Scientific classification
- Kingdom: Animalia
- Phylum: Chordata
- Class: Actinopterygii
- Order: Acanthuriformes
- Family: Acanthuridae
- Genus: Prionurus
- Species: P. biafraensis
- Binomial name: Prionurus biafraensis (Blache & Rossignol, 1961)
- Synonyms: Xesurus biafraensis Blanche & Rossignol, 1961;

= Prionurus biafraensis =

- Authority: (Blache & Rossignol, 1961)
- Conservation status: LC
- Synonyms: Xesurus biafraensis Blanche & Rossignol, 1961

Species of fish

Prionurus biafraensis, the Biafra doctorfish, is a species of marine ray-finned fish belonging to the family Acanthuridae, the surgeonfishes, unicornfishes and tangs.

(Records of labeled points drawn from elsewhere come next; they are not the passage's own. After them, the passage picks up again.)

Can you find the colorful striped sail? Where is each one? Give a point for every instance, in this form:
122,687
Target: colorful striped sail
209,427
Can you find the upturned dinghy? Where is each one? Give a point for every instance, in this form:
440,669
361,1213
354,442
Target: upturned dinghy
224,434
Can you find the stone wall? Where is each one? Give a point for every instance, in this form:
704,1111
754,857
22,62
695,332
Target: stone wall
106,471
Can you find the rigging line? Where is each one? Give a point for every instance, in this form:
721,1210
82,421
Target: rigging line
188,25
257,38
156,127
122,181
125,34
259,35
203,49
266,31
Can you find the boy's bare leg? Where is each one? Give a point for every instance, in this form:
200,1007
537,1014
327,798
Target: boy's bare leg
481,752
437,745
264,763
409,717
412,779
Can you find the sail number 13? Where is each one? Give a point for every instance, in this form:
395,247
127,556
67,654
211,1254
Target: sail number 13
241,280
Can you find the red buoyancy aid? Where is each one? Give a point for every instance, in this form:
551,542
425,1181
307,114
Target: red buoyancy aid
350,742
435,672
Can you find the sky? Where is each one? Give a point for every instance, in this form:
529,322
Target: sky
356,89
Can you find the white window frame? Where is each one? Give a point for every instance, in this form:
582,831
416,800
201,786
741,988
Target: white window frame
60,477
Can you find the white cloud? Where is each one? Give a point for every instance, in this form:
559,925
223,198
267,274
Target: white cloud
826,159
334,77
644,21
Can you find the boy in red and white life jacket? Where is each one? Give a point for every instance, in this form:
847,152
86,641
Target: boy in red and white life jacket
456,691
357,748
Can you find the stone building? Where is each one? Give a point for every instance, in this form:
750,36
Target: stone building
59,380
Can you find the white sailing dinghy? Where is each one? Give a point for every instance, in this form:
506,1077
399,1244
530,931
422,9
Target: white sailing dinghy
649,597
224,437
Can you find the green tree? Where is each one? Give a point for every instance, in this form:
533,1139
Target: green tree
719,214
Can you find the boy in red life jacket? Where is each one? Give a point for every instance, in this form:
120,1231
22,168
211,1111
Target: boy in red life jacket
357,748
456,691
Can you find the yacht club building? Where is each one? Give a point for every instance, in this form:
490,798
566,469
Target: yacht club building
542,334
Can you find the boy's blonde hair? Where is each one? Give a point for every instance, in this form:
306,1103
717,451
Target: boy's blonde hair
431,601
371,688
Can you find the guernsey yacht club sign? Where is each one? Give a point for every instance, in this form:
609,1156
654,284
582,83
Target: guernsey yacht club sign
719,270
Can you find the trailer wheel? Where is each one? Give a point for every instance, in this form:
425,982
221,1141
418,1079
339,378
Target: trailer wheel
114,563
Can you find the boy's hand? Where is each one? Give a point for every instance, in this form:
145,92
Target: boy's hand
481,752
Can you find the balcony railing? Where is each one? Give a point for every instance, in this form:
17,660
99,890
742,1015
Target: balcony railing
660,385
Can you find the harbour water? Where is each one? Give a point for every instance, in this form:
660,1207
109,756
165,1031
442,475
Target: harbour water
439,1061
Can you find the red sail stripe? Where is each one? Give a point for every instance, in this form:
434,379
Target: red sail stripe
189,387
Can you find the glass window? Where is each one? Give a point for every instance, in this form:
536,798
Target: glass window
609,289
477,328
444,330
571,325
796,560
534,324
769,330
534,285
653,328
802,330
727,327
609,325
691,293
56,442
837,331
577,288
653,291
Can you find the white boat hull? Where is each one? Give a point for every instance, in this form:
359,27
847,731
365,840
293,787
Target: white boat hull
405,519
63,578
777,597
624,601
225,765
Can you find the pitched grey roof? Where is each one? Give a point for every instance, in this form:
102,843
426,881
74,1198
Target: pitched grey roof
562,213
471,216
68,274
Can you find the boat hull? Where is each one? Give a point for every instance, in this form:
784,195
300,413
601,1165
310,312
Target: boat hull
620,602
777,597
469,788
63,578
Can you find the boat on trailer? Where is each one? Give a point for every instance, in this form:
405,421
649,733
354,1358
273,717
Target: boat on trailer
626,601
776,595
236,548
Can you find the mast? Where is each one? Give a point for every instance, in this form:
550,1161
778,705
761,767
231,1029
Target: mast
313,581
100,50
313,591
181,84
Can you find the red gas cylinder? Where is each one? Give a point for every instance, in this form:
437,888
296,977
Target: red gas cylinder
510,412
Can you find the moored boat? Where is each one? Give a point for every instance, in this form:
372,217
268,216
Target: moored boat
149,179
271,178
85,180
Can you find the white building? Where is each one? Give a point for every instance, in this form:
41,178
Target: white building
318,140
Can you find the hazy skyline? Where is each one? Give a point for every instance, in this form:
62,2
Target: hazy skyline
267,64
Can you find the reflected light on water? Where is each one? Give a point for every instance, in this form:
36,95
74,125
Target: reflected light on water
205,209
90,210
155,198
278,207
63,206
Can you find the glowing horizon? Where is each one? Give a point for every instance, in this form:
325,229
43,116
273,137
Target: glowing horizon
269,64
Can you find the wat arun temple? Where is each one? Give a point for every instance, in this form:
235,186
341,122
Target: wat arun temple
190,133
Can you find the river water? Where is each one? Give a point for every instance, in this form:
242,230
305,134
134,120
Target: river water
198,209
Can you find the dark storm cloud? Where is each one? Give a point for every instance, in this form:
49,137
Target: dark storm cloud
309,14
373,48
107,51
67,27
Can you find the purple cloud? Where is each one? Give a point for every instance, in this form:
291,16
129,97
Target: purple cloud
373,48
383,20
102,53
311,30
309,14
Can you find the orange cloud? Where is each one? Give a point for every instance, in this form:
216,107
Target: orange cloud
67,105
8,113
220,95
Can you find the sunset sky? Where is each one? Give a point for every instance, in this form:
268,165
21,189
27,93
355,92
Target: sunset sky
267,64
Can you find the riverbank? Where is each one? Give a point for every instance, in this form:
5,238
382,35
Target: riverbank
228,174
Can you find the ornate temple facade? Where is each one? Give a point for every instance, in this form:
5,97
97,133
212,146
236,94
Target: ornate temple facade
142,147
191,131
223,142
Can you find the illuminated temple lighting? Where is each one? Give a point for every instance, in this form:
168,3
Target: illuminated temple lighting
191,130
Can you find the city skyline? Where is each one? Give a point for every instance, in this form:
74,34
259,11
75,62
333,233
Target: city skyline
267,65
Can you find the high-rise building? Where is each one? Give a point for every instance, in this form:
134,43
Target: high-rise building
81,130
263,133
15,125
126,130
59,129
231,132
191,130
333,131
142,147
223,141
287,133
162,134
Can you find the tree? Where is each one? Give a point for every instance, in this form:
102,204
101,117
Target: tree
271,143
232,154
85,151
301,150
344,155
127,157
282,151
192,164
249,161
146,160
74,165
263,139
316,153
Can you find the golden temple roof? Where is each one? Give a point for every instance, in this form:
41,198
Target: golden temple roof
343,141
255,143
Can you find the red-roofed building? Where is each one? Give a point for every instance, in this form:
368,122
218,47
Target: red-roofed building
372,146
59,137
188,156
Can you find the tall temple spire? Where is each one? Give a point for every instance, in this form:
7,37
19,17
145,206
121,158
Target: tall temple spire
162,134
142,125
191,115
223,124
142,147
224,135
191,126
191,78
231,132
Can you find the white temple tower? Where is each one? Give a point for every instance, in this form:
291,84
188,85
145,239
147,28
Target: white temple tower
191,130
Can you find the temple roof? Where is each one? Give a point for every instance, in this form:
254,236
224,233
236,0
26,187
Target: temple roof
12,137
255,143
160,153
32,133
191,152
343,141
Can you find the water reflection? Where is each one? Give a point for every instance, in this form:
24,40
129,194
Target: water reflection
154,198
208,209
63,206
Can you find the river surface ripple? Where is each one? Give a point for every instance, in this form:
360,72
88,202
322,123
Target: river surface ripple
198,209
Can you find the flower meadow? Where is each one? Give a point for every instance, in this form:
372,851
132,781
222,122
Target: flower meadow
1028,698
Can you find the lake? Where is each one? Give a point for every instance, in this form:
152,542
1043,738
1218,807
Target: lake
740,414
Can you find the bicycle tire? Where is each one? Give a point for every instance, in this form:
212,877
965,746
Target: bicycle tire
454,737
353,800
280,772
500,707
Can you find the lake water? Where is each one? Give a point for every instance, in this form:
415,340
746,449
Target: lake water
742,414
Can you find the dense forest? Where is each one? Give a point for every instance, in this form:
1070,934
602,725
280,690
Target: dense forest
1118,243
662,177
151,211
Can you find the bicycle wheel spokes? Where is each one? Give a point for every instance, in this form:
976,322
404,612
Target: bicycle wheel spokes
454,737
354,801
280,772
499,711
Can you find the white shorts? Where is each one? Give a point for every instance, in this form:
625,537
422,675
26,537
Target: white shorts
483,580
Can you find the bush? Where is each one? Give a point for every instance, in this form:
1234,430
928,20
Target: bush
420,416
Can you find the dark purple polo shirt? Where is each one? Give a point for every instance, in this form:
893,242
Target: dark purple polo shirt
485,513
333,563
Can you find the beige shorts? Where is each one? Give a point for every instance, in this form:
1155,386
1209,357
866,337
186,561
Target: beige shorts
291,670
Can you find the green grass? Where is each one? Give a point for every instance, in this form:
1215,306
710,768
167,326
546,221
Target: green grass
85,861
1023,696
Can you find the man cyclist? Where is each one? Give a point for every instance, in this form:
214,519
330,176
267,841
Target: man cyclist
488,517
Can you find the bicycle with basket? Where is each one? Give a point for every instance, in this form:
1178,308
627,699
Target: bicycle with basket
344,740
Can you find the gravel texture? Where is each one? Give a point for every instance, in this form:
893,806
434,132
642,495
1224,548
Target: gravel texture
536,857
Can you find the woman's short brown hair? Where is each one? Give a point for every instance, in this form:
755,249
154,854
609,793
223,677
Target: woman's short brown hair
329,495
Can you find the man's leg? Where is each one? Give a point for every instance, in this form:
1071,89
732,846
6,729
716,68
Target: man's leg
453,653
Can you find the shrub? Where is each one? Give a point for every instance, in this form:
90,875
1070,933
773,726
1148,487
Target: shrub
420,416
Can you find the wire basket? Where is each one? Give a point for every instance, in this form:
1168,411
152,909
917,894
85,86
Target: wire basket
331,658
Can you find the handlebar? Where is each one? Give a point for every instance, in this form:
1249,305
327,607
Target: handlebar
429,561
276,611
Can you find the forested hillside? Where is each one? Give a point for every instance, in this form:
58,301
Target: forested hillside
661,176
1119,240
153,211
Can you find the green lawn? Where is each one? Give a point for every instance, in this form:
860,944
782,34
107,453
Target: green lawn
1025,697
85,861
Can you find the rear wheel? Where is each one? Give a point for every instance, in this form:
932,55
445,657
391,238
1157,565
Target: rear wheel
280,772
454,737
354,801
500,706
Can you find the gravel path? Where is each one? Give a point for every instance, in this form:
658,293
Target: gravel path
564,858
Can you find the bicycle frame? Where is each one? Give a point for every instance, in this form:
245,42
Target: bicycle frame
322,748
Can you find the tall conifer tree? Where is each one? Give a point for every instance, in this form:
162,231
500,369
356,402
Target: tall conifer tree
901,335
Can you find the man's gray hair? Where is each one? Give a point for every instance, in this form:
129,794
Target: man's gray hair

This fish is found in the eastern Atlantic Ocean.

==Taxonomy==
Prionurus biafraensis was first formally described as Xesurus biafraensis in 1962 by the French zoologists Jacques Blache and Martial Rossignol with its type locality given as Pointe de Prayao, on São Tomé Island in the Gulf of Guinea. The genus Prionurus is the only genus in the tribe Prionurini which is one of three tribes in the subfamily Acanthurinae which is one of two subfamiles in the family Acanthuridae.

==Etymology==
Prionurus biafrensis has a specific name, biafrensis which means "of Biafra", a reference to the type locality being in the Bight of Biafra in the Gulf of Guinea.

==Description==
Prionurus biafrensis has a deep, oblong and compressed body with its deepest part fitting into its standard length 1.8 times. The snout is distinct as there is a clear indent of the dorsal profile between the maxilla and the upper edge of the orbit. The dorsal profile of the head then climbs steeply to the origin of the dorsal fin before curving regularly downwards to the caudal peduncle. The ventral profile is less strongly curved. The dorsal fin is supported by 8 spines and 25 soft rays, with a clear notch between the spiny and soft rayed parts, and the anal fin contains 3 spines 24 soft rays The head is marked with 2 pale bars and there are 3 spines in the grooves on either side of the caudal peduncle. The maximum published total length of the Biafran doctorfish is 20 cm, although 15 cm is more common.

==Distribution and habitat==
Prionurus biafraensis is found in the Gulf of Guinea around the island of Sao Tomé and along the African coast from Cap Lopez in Gabon to Pointe Noire in the Republic of Congo. It occurs at depths between 5 and 25 m close to rocky shorelines where it is typically encountered in small groups.